September 7, 2008 – 11:54 am

Less than a month after acquiring the power to do so, Treasury Secretary Paulson has put Fannie Mae into conservatorship. You can read Paulson’s joint press release here, but let’s not forget how he previously said he wouldn’t need to do this. The government take down of its own agency purportedly came about when an accounting probe found the agency to be undercapitalized. In other words, when reality overcame hope:

The government’s planned takeover of Fannie Mae and Freddie Mac, expected to be announced as early as this weekend, came together hurriedly after advisers poring over the companies’ books for the Treasury Department concluded that Freddie’s accounting methods had overstated its capital cushion, according to regulatory officials briefed on the matter.

That it came hurriedly together is true, but there’s little doubt that Paulson could be surprised by the audit results.
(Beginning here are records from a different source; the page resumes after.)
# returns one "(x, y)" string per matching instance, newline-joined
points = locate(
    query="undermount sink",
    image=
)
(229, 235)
It stretches fantasy to believe that he was unaware of the difficulties when he asked for the bailout power. That’s why he asked for it to begin with. So, they gave him the power and now the shareholders have been defrauded, and the taxpayers are stuck to pay the bill.

In an historic move that virtually wipes out the stockholders of Fannie Mae, the government has taken over the reins and purse strings of both mortgage giants. The American taxpayer is now on the hook for losses yet to be seen, in what many media outlets are calling “the chickens have come home to roost.”
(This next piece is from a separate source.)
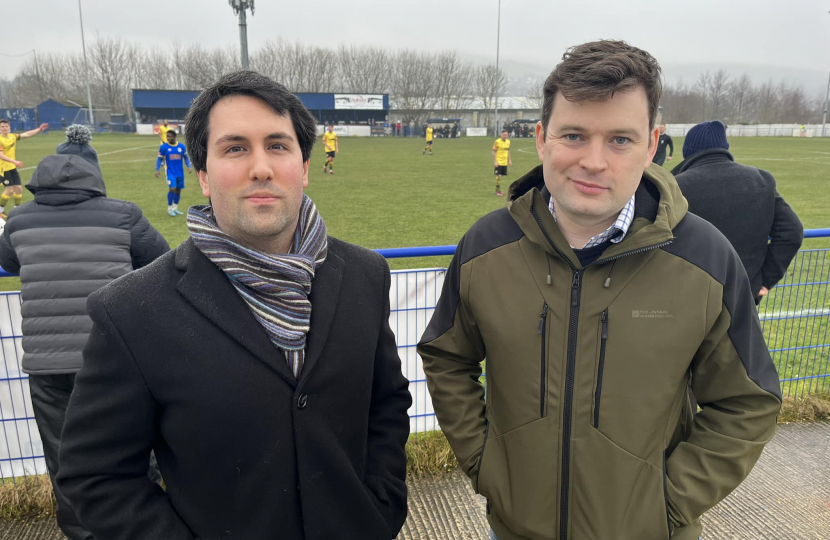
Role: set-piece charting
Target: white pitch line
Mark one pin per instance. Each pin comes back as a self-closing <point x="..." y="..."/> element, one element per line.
<point x="796" y="313"/>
The reaction on the street is that Fanny is finally beginning to be treated like the trash that she is. S&P has finally come out and cut her to junk. Witness:

Standard & Poor’s on Sunday cut the ratings on Fannie Mae and Freddie Mac preferred stock to junk status after dividends were eliminated in a takeover bu the U.S. government.

Regardless of the ensuing fallout, the public can be sure of two things. Firstly, the bailout has nothing to do with helping people keep their homes, and secondly:

The only question is how badly this will blow up. Government bailouts are never confidence inspiring regardless of whatever short term reaction we may see on Monday.